I was planing on attending The London School of Journalism in the fall. I had a passion for writing and my heart told me to pursue my desires and hopefully make a career out of it. I eventually got acceptance letter and I couldn't have been more happy.

That is until my parents found out and did everything possible to make sure I didn't go to school there. Their plans for me were established the day they realized I had potential to be smart and achieve things in life.

They wanted me to go to Oxford and study law. My father taught there so naturally, I would attend the school.

They went behind my back and sent in the paper work to attend Oxford and made sure the one I was sending to The London School of Journalism never made it.

I confronted them, trying to guilt them into changing their mind. "Mom, please I will pay for my entire college tuition if you would let me go to the school of my choice! I don't want to study law I want to be a journalist, don't you get it? Please I will do anything if you would just change your mind," I beg.

She just looks at me and shakes her head "Belle it is too late and besides don't you want to make us proud? To become the person we have always wanted you to be?"

"Mom it's my life! Why can't I be who I want to be!" I scream, tears starting to form, ready to fall. I continue to plead and cry until my Mom leaves the house, sick of my behavior.

I didn't want to feel vulnerable, I wanted control of my life. I didn't want to give up on my dreams just because my parents are different then mine.
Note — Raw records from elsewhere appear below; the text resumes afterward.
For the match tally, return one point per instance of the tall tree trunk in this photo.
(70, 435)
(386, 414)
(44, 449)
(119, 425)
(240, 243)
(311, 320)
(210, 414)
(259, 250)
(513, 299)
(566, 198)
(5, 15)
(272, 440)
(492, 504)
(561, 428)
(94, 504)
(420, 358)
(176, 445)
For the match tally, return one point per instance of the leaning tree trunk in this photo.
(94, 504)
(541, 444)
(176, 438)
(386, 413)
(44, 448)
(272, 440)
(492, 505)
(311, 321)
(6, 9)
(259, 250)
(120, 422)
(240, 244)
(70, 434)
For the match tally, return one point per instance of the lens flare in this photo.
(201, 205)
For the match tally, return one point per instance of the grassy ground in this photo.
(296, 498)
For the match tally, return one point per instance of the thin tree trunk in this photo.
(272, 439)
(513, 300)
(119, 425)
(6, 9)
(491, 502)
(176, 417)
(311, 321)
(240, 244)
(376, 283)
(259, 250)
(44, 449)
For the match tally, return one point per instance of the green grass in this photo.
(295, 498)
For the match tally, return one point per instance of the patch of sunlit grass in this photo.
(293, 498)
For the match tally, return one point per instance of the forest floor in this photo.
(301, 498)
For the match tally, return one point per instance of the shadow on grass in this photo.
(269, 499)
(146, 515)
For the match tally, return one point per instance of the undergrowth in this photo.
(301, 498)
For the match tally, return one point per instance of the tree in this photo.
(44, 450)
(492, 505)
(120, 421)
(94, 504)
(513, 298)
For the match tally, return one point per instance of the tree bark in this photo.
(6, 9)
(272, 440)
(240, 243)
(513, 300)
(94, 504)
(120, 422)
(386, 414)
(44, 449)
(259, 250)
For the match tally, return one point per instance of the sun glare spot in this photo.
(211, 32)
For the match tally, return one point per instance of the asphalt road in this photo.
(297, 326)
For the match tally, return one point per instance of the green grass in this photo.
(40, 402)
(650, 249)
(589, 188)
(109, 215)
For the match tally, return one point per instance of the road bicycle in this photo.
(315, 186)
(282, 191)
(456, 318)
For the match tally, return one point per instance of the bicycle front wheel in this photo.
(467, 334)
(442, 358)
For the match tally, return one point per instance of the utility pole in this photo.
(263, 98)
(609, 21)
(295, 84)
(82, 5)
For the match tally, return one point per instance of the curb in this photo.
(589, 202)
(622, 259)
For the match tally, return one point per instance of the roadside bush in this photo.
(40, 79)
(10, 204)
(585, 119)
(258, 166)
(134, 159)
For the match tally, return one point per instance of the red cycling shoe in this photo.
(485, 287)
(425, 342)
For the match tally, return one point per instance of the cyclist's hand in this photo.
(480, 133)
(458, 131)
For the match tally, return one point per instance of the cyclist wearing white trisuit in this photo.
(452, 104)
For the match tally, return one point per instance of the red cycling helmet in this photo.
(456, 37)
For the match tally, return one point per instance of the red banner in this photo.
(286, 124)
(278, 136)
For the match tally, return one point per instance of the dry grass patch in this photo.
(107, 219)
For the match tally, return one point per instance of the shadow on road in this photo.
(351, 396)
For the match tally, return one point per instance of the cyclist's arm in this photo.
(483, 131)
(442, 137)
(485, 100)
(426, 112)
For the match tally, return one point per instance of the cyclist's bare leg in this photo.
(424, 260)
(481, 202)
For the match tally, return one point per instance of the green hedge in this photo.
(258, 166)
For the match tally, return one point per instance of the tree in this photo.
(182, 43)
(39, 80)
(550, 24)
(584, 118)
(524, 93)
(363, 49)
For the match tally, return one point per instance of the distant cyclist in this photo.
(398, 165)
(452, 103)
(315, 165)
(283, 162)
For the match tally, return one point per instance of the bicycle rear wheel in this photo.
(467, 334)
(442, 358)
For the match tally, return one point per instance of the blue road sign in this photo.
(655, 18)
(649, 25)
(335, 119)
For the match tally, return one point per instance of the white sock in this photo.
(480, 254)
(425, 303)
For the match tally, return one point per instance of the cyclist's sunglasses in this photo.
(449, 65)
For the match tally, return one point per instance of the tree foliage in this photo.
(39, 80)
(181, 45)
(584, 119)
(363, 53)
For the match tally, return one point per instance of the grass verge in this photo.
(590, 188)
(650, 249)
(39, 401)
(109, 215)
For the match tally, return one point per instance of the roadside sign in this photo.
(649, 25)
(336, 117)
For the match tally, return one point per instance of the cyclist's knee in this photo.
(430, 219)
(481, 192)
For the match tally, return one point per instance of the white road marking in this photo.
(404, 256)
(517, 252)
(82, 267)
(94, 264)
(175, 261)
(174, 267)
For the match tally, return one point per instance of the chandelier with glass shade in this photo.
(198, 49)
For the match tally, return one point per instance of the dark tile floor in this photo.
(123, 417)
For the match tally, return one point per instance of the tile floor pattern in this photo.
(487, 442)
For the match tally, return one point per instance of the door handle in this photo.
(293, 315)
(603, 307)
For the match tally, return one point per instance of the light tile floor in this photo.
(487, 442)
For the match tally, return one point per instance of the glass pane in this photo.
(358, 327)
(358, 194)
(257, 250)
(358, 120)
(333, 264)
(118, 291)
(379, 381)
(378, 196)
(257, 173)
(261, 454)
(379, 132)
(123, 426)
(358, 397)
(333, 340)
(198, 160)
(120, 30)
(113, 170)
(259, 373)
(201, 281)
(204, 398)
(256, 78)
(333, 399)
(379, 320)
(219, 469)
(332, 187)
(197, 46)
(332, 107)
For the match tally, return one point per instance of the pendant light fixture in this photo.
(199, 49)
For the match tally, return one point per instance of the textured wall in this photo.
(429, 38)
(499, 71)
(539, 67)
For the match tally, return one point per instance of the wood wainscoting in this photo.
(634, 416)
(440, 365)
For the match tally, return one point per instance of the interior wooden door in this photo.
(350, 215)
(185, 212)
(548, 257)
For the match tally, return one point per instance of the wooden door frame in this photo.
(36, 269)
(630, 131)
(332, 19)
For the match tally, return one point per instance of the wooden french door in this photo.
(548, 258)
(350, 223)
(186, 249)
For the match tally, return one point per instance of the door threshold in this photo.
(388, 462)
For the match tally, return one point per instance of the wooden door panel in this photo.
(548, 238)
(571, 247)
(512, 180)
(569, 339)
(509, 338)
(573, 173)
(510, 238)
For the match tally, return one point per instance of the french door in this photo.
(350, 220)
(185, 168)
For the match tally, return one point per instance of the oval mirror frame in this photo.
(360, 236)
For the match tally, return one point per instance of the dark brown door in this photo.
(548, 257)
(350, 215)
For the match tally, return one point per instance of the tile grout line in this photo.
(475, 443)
I was so blinded by anger and hatred that I went out of control. That night I did something so stupid and ignorant that I will regret it for the rest of my life. I go on a wild rampage in the house, like a tornado. Everything in sight was my target, nothing was safe when my anger took control. I broke, through and shoved, enjoying the sounds of shattering glass.

After destroying most of the living room I moved towards the dinning room in a frenzy. I stare right at my mother's china cabinet. She collected thousands of dollars worth of collectible pieces, as well as things that have been passed through generations of O'Shea's.

I stared right at the glass separating me from the pristine china. The voice in the back of my head begs me to stop, to quit my crazy actions. But another voice, a much stronger one, screams all the words my mother has told me. the sound of her voice and terrible words sets me off, my mind once again hostage of the anger.

I break every last piece, the high of my fury over, guilt washing over every inch of my body. I go limp and fall to the floor, laying in my sorrows.

I finish explaining my twisted past to Harry as tears find there way down my cheeks. He just sits there for a moment as if he needed to absorb the new information before revealing his reaction.

Instinctively he whips the tears from my face and stares at me. His face is impossible to read, I was afraid of his reaction.

"Harry?" I ask. He turns so he couldn't look me in the eyes.

"What?" He snaps. I flinch, hurt by his tone.

I stand up and look at him. "So this is it? Your going to end this just because of one mistake of my past? I'm so ashamed of that person but I've changed. This shouldn't effect us now? Why would you let this change what we have? Your crazy too, you f.cking kidnapped me!" I scream, he remains in the same fixed position.

I run out of the room and go into the bedroom. I try to control the violent sobs but they take over my entire body.

I slept alone suffocating under all the things that went wrong today.